Dem Volksglauben nach reiten die Verstorbenen am Ende des Obon zurück ins Jenseits, deswegen basteln ihnen die Familien Reittiere aus Gurken oder Auberginen; Essstäbchen fungieren als Beine. Man stellt diese entweder auf den Altar oder vor die Tür. Der Abschied steht wieder im Zeichen des Feuers: Flammen in Form von Schriftzeichen erhellen dann die Berghänge, schwimmende Laternen schaukeln sanft auf Flüssen und Seen.

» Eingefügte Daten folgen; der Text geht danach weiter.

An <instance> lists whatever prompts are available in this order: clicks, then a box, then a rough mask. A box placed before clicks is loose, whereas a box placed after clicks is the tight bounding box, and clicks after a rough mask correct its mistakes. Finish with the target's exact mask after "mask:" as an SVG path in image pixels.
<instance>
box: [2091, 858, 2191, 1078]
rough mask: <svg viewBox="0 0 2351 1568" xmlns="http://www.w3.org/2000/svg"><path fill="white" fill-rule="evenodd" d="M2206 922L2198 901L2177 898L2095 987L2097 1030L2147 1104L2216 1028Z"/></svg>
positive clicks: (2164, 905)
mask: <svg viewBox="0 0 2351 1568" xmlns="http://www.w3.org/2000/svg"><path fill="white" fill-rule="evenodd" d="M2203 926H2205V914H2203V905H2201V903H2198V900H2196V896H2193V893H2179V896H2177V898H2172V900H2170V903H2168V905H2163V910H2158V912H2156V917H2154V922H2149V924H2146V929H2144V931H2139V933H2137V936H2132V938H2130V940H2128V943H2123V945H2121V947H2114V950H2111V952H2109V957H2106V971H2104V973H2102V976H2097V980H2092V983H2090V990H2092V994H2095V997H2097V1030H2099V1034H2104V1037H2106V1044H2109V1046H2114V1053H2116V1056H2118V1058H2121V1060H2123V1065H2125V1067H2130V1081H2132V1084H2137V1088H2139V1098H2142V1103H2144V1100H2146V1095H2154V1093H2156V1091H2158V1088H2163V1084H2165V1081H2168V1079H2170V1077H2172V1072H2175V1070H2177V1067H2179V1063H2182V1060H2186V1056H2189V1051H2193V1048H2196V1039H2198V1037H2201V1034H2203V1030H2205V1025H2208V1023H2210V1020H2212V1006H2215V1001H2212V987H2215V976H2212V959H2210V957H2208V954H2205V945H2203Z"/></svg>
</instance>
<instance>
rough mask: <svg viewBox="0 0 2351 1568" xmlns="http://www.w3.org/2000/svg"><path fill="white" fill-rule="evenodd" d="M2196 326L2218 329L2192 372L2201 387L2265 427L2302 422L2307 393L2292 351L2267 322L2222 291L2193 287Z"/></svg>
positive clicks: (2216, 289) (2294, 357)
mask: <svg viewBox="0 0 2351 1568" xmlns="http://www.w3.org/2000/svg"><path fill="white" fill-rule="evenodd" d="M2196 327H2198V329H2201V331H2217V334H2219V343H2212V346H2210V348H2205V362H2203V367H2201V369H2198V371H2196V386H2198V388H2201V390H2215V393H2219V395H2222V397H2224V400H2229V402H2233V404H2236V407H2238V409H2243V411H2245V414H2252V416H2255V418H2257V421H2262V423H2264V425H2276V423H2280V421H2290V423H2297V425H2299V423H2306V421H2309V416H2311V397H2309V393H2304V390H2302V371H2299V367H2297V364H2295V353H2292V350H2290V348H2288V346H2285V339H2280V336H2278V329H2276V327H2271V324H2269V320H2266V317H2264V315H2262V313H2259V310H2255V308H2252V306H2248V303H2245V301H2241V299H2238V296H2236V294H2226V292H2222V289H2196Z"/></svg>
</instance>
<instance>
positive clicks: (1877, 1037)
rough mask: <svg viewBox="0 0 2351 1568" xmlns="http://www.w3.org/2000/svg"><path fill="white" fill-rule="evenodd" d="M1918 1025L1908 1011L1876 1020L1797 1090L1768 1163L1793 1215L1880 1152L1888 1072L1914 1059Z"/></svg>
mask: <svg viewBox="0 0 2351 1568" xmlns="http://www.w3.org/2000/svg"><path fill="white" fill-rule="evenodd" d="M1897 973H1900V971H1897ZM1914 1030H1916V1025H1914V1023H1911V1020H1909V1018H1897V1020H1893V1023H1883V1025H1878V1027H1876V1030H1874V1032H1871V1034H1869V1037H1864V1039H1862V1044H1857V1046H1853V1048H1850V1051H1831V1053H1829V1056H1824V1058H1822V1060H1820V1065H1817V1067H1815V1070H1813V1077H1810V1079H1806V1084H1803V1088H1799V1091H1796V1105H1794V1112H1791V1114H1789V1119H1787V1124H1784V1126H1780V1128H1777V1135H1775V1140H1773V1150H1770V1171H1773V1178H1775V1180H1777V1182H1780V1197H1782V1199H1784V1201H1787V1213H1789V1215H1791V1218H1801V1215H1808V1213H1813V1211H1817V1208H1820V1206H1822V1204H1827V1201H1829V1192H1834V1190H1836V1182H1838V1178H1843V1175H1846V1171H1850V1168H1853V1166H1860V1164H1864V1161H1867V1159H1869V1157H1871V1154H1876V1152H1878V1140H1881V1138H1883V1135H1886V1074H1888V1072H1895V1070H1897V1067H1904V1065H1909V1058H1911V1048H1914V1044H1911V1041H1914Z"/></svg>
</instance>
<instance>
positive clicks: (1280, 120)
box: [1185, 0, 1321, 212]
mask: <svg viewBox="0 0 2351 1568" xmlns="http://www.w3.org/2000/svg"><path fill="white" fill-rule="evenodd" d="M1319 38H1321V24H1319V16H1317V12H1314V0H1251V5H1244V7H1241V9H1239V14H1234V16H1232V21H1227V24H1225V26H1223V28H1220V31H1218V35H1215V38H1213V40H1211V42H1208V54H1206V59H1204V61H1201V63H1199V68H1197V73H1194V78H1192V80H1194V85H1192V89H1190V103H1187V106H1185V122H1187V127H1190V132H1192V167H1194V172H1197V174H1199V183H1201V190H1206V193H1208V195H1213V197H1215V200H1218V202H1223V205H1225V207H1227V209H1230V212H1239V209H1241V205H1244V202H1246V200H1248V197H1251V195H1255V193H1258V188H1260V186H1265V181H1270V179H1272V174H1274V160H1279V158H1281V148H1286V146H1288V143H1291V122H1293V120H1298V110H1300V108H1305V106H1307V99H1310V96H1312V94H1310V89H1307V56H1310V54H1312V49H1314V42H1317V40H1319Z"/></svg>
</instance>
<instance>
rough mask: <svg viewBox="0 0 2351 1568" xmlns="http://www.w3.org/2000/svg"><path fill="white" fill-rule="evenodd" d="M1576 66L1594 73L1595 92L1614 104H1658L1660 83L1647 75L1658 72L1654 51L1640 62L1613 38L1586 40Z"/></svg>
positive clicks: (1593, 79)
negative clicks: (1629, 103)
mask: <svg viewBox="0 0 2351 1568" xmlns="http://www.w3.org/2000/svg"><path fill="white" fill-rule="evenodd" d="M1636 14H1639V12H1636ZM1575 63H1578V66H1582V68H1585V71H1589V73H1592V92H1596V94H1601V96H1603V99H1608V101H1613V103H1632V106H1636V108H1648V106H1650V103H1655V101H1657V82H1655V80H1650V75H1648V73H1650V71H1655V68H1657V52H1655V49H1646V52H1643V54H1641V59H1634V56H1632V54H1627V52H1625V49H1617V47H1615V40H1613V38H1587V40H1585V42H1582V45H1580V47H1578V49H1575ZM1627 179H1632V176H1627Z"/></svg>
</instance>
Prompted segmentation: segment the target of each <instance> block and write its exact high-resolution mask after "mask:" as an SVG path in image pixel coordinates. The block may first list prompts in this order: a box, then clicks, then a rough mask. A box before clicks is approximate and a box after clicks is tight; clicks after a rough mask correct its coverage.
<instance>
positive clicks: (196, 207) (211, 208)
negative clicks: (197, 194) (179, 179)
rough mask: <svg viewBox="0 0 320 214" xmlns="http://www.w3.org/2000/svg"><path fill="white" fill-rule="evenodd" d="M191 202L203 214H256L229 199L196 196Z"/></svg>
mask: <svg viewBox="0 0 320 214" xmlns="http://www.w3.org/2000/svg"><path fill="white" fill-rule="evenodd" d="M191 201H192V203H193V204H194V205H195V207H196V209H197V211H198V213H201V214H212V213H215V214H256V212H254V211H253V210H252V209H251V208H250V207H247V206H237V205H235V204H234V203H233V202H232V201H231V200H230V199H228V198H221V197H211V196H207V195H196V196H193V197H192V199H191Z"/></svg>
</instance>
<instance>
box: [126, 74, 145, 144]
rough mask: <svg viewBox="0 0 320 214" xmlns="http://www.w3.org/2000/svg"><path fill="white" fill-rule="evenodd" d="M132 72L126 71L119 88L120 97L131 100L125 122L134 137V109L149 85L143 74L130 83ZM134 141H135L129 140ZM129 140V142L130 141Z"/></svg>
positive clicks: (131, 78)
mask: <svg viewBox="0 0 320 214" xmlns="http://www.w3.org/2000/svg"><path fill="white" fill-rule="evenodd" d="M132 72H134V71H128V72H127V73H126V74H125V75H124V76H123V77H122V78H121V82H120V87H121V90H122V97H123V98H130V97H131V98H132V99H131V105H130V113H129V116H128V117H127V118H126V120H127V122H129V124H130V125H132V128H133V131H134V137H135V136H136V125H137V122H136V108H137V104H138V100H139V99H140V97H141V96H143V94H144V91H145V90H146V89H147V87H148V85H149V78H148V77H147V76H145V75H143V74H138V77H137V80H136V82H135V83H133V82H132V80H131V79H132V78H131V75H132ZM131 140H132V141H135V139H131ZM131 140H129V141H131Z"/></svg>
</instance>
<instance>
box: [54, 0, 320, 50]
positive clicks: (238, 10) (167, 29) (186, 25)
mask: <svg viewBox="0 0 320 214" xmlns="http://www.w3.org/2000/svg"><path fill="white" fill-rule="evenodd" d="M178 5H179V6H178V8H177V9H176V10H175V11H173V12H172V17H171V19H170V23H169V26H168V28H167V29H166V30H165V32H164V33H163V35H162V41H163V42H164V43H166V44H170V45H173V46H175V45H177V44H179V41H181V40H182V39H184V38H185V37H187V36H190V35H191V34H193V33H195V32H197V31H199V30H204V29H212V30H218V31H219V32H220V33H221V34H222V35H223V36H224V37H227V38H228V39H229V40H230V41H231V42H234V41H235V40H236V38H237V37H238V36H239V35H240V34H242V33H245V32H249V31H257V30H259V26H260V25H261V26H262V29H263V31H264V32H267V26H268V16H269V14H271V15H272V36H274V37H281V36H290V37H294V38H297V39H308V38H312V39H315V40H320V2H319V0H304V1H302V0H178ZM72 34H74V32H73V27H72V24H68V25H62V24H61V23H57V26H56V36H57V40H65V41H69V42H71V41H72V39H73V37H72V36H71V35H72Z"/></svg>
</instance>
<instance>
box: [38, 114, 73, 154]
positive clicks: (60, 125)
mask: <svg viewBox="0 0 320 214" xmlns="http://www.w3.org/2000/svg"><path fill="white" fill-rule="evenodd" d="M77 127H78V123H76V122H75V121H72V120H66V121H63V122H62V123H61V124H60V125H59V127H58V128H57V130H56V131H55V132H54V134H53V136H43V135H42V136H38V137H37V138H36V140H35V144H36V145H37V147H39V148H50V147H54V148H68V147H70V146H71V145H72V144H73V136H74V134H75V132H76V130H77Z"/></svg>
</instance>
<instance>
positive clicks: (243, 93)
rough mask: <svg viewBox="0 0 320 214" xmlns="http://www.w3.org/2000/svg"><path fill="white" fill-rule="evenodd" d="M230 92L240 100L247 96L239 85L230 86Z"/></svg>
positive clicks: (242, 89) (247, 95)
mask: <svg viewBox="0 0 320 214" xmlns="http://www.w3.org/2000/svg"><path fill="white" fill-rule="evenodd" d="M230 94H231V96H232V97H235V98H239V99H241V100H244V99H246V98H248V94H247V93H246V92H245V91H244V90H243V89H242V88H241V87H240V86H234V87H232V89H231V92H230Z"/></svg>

Das Obon ist mittlerweile ein Volksfest, bei dem nahezu das ganze Land auf den Beinen ist, um die Ahnen im Heimatort zu begrüßen.
Striptease für die Toten in Taiwan
In dem asiatischen Inselstaat bestellen die Angehörigen zur Beerdigung gern ein "Electric Flower Car". Das ist ein mit vielen Blumen und grell blinkenden Lichtern geschmückter Lastwagenanhänger, auf dem spärlich bekleidete Frauen an Poolstangen für den Verstorbenen und die Trauergesellschaft tanzen. Zur Not tut es auch ein umgebauter Jeep. Dazu tönt laute Popmusik aus den Lautsprechern.
Dieser für manche etwas ungewöhnlich anmutende Brauch hat sich erst in den 1970er-Jahren etabliert. Offenbar witterte die taiwanesische Unterwelt damals ein gutes Geschäft: Als Teilhaber von Beerdigungsunternehmen boten sie schlichtweg auch Stripperinnen aus ihren Nachtclubs im günstigen "Bestattungspaket" an. Das würde mehr Trauernde anlocken, so ihr Verkaufsargument - und auch den Göttern gefallen. Außerdem seien die Tänzerinnen ein Geschenk an die Toten, die sich zu Lebezeiten gern vergnügten.
In den Großstädten gelten die "Electric Flower Cars" meist als unmoralisch verpönt, auf dem Land hingegen - wo es weit weniger Unterhaltung gibt - sind sie umso beliebter.
Deutschland: Leichenschmaus und Totensonntag
In Deutschland - wie wohl in den meisten Ländern dieser Erde - wäre so eine Veranstaltung kaum denkbar. Die Verstorbenen werden in einem Sarg oder in einer Urne beigesetzt, es werden bewegende Reden gehalten, und die Trauergemeinde wirft zum Abschied Erde oder Blumenblätter ins Grab. Hinterher setzt man sich beim sogenannten Leichenschmaus zu Kaffee und Kuchen zusammen und zeigt so: Das Leben geht weiter. Der Toten gedenkt man dann an christlichen Festtagen wie Allerseelen oder dem Totensonntag, auch Ewigkeitssonntag genannt. Dann besuchen die Menschen den Friedhof und stellen Grablichter auf.
Festzuhalten bleibt: Die Erinnerung an die Verstorbenen ist in allen Kulturen präsent - egal, wie man sie zelebriert.